Hacker News new | ask | show | jobs
by pavitheran 1860 days ago
What should be used instead of Hadoop DFS in 2021?
2 comments

Oh, these cloud kids...

Edit: instant downvotes. Okay, S3/GCS/Azure is the typical answer (egress costs be damned)

I guess the same was said about those non-mainframe kids 30 years ago. Tech gets cheaper and better. You can rent CPU time instead of buying a server. It is just that simple.
And overpay in orders of magnitude on a 5 year depreciation schedule. And the amount of fun you are going to have getting charged for the S3 API calls and pulling that data out of S3 for processing would make anyone reasonable CFO head spin 360 degrees every minute.
You mean, like a mainframe? Tech goes round in circles, more like.
Depends on multiple factors: - S3 or compatible would be trivial choice for storage

- if on-prem is a must there are multiple options, generally something with erasure codes (it is a game changer for storage)

So far I have been using enterprise storage (that has some potential problems when mounted as nfs volumes), works for petabytes, already decouples storage from compute.

More recently I was experimenting with MinIO. No conclusion so far.

The problems are with Hadoop:

- unfortunate design choices (namenode??)

- extremely unfortunate implementation (I probably spent more time in the Hadoop codebase than any other, found many bugs, some I could fix, most I couldn’t)

I think I have migrated away from Hadoop 10 PB worth of data infra in the last 5 years, mostly to AWS, some to Azure. Average cost saving is between 10-30% yoy.

Some comments point out the network cost. The reality is most companies collect a giant amount of data (ingress) and publish dashboards (egress). It makes cloud pretty viable.

S3 is beating the shit out of HDFS in reliability and cost, even though most Hadoop shops spread the fud that it is slow. Same way these companies used to spread the fud that snappy is best for data compression.

As of 2021 even the latest adopters (banks and insurance companies) use cloud. Maybe extremely few dogmatic companies remain in the onprem crowd. Even those will eventually give up.

It's quite odd that your calling out Uber for using HDFS because it's so "2014", legacy and inefficient and yet your solution involves NFS and an enterprise storage vendor? Do you not see any irony in that? I think that many would argue your solution is far more legacy. It's also far more inefficient from a cost perspective. I have yet to see a storage vendor who could match the price of commodity hardware.
I agree, it is quite ironic that I can beat HDFS with a SAN + NFS mounts.
Did S3 really become that much faster over the years?

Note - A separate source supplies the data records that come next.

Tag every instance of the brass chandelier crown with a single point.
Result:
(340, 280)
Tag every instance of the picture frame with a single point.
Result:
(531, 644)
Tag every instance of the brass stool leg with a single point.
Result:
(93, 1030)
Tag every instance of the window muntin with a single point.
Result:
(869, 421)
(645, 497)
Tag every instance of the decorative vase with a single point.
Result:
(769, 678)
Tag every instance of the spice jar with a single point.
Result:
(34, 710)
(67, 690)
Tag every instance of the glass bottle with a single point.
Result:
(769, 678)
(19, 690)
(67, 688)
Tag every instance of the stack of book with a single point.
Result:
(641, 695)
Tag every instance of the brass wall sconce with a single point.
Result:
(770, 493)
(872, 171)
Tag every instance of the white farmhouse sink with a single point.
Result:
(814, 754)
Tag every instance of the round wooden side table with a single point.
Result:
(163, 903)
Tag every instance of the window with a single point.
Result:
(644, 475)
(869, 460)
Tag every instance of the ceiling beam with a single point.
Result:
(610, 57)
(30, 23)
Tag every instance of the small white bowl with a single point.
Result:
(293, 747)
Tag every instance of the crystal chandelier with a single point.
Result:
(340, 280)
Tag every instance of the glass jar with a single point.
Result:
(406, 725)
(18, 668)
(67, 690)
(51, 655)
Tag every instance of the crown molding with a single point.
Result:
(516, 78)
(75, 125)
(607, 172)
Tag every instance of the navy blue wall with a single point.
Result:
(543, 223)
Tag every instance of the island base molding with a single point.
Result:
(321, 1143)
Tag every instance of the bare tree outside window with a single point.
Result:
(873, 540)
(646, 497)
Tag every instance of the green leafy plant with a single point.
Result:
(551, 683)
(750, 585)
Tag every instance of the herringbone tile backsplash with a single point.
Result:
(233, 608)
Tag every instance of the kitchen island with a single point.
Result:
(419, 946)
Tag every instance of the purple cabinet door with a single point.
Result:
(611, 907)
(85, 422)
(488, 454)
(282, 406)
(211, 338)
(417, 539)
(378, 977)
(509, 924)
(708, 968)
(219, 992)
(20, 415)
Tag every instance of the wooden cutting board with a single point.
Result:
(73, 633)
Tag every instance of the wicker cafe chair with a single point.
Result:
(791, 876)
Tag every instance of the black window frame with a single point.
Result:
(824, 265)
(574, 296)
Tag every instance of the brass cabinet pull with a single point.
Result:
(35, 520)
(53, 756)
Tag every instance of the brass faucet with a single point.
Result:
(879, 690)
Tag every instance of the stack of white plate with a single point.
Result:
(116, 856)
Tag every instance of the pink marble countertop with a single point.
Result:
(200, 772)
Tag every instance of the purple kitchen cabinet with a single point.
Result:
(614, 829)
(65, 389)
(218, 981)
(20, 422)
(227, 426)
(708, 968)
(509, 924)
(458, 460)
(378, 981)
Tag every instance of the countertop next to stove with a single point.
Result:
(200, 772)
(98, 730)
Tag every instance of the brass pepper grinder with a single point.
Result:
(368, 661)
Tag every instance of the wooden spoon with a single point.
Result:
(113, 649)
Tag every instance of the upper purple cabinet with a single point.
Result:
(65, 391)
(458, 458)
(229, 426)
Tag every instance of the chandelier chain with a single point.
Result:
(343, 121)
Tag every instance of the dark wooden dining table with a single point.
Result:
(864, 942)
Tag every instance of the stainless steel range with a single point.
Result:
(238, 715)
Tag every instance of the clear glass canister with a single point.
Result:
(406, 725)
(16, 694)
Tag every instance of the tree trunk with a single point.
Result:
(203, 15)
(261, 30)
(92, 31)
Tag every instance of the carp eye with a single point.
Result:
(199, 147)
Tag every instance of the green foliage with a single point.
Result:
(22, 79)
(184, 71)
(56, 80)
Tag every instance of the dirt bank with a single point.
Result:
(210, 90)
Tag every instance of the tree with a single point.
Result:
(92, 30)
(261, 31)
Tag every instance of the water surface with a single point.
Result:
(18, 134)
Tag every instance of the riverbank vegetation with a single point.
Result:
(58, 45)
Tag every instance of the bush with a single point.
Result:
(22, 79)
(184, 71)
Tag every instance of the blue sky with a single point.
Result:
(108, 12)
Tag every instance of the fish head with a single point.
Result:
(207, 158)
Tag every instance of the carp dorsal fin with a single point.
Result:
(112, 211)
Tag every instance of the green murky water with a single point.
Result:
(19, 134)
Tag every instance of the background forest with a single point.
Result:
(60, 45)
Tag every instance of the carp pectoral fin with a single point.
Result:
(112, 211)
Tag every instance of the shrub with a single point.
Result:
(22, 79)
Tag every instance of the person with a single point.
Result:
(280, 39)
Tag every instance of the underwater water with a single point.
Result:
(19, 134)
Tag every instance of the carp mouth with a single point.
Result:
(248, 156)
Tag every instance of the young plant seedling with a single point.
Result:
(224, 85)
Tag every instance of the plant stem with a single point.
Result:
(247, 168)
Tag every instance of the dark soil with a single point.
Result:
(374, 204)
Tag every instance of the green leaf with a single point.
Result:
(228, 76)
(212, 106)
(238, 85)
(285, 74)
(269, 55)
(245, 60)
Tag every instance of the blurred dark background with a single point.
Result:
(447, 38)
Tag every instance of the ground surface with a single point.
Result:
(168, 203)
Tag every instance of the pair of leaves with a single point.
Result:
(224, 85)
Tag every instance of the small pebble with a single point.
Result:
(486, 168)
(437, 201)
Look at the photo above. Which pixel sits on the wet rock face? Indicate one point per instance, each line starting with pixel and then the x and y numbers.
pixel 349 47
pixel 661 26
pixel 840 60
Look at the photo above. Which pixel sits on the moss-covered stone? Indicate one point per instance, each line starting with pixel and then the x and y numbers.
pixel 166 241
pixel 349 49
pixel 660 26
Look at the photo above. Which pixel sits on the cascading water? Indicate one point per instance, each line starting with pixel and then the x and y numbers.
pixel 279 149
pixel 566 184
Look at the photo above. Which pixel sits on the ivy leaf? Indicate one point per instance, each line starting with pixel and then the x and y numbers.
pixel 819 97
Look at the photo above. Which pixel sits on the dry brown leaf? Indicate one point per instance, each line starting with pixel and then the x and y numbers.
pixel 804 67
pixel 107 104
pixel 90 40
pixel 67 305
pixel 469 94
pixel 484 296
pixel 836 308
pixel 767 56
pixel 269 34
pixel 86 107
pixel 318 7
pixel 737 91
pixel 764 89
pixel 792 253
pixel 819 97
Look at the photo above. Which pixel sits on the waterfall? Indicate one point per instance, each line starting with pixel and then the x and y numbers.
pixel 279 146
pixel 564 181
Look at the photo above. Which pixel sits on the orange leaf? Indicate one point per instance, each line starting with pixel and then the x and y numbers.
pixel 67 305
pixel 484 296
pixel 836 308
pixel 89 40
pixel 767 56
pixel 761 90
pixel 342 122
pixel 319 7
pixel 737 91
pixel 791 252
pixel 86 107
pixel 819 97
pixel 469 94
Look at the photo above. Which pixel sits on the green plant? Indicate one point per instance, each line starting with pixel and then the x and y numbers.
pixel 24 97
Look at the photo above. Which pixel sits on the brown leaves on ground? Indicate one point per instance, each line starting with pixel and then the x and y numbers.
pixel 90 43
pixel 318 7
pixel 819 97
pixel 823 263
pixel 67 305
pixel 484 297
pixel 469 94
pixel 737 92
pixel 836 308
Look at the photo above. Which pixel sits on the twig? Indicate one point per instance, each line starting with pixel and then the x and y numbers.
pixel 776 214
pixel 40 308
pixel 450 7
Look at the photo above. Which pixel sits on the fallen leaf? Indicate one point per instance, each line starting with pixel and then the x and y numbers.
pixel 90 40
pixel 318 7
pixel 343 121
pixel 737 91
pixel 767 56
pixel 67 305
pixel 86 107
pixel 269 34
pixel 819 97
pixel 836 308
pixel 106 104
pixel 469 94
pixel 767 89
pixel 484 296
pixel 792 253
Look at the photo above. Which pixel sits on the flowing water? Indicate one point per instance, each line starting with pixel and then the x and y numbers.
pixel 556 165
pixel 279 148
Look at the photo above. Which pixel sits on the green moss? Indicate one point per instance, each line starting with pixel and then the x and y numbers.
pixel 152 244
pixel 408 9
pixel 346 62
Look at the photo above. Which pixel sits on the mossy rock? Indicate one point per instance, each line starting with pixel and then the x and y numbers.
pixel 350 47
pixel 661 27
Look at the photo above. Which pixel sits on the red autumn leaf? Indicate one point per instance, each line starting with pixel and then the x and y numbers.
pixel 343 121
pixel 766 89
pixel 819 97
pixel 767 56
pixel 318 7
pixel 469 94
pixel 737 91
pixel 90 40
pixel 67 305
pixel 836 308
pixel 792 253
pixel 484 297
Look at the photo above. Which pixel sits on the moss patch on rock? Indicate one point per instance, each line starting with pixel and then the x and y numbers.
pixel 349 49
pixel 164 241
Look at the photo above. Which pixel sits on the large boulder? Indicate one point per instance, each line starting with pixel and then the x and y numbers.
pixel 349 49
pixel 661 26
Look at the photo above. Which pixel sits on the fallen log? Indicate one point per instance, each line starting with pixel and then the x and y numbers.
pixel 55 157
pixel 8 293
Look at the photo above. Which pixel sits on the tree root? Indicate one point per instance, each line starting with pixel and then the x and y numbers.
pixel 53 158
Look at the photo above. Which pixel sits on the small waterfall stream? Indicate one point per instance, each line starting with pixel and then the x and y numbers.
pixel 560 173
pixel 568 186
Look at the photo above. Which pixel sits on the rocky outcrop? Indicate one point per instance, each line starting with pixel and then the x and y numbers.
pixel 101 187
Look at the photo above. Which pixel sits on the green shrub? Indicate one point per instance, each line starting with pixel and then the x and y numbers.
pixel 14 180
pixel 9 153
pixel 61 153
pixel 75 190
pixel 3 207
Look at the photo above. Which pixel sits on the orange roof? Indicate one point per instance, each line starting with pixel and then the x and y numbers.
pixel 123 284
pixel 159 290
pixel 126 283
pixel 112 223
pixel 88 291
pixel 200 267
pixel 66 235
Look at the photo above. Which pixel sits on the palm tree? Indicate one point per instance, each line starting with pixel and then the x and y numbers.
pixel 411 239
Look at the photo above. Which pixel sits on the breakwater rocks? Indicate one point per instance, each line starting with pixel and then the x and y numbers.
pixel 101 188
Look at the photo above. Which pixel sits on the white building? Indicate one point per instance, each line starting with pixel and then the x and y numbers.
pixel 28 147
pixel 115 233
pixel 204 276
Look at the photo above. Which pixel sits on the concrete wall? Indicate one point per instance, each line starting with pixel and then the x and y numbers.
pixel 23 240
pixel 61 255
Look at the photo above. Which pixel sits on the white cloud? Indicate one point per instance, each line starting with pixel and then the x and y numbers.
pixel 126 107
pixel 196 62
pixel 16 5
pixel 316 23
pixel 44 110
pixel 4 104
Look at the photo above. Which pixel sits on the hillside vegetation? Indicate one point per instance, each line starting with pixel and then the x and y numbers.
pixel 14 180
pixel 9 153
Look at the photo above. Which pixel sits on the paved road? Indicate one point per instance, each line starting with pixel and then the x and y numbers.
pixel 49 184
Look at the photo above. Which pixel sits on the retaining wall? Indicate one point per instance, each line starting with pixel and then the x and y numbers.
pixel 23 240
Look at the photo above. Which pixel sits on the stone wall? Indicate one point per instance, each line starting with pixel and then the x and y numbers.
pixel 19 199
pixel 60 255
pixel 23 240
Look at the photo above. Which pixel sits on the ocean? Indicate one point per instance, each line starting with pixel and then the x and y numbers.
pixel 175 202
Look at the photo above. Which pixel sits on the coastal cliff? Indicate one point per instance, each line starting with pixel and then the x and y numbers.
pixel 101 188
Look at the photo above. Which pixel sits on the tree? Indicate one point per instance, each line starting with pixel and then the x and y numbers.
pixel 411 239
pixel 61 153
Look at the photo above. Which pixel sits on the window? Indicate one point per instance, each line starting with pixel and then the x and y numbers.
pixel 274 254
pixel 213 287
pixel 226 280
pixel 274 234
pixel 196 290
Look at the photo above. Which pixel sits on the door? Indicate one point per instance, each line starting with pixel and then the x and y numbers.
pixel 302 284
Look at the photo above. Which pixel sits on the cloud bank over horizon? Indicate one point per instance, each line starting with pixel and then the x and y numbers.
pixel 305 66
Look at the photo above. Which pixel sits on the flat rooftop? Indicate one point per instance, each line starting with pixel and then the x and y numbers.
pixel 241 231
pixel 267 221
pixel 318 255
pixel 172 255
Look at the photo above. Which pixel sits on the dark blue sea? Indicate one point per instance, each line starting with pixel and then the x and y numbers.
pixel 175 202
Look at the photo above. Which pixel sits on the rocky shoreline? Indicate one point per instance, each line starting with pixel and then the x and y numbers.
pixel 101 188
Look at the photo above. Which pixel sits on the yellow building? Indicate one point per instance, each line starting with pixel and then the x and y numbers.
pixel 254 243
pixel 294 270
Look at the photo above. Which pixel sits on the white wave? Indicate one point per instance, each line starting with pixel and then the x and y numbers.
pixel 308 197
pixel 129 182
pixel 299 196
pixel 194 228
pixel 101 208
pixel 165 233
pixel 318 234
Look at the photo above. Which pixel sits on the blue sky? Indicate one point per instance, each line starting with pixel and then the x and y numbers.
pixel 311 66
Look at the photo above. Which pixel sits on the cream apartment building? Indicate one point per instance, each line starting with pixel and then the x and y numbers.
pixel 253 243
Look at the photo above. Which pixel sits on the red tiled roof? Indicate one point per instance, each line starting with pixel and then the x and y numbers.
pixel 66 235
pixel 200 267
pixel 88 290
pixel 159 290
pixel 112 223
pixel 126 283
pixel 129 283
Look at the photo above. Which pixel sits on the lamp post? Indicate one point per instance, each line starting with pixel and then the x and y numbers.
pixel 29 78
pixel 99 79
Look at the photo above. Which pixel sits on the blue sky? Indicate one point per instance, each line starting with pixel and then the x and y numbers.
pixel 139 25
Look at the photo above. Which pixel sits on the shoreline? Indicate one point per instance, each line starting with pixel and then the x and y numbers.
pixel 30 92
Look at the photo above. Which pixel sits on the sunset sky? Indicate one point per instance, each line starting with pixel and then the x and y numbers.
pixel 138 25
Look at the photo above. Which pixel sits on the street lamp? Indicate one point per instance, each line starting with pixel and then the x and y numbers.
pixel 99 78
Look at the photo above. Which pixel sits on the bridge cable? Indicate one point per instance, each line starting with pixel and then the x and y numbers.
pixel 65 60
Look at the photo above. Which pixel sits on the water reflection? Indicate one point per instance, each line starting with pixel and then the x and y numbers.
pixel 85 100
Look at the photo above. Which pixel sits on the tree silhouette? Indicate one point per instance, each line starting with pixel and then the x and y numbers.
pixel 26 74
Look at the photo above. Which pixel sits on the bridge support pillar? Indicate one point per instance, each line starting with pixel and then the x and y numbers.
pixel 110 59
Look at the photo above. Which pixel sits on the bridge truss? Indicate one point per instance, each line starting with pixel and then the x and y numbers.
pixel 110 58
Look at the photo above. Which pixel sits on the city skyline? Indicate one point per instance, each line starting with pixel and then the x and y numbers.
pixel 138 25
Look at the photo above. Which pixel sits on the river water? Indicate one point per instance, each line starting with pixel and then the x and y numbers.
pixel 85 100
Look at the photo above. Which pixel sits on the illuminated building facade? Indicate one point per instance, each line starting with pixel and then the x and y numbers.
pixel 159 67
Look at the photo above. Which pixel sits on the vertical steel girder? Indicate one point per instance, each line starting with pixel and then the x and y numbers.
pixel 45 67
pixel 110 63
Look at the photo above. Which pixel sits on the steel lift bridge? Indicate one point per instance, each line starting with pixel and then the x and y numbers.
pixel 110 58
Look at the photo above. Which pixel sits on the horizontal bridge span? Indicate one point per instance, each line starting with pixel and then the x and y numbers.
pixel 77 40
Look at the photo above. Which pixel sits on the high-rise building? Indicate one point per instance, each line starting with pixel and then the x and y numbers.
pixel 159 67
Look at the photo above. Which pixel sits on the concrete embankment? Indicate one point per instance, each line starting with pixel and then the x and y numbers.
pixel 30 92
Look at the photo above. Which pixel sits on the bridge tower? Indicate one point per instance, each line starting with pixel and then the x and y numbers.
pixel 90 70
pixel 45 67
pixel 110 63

I was optimizing a cache that worked on top of HDFS and cloud FSes at some point few years ago, and I remember making slides to present the improvements. For HDFS I had this complex slide that tried to show cache is actually achieving some fractional improvement at some point. For the unnamed cloud FS, I just had to make a 2-bar chart that looked like the cloud FS is giving you a middle finger sideways... A really tall bar for the time it took to read data off the cloud FS. A really small bar with cache.
Uber has its own datacenters. They've self-hosted for quite a while now, with few exceptions.

AWS is incredibly expensive in comparison. Uber is /not/ a small company technology-wise, for better or for worse.

> extremely unfortunate implementation (I probably spent more time in the Hadoop codebase

Well in fairness, have you ever seen the S3 codebase? I mean honestly it could be a fork of HDFS for all we know.

I used to work for Amazon. The code quality at places like Google and Amazon tend to be good.

S3 has a really good architecture and a great implementation.

HDFS has a meh architecture with a bad implementation.

There were obvious signs. I remember when Twitter decided to investigate why HDFS was slow and they figured out some details about how Hadoop guys decided to implement their own dictionary for configuration that had a much worse time complexity than the default dictionary in Java. There might be a video about this somewhere.

And there are more things like that. I used to have 5-10 years old HDFS Jira tickets open. I just gave up.

Here is a video:

https://www.youtube.com/watch?v=jupArYWxoq0

Hadoop is full of these things.

One more thing:

https://lamport.azurewebsites.net/tla/formal-methods-amazon....

I would love to see similar approach to Hadoop.

You mention that you have migrated to both AWS and Azure.

I've seen distributed file systems on S3 - can it also be done with Azure Blob storage?

Did you move the compute layer to AWS as well? Did you see similar savings there as well for non-burst payloads?
>works for petabytes

Per the article Uber has hundreds of petabytes of data.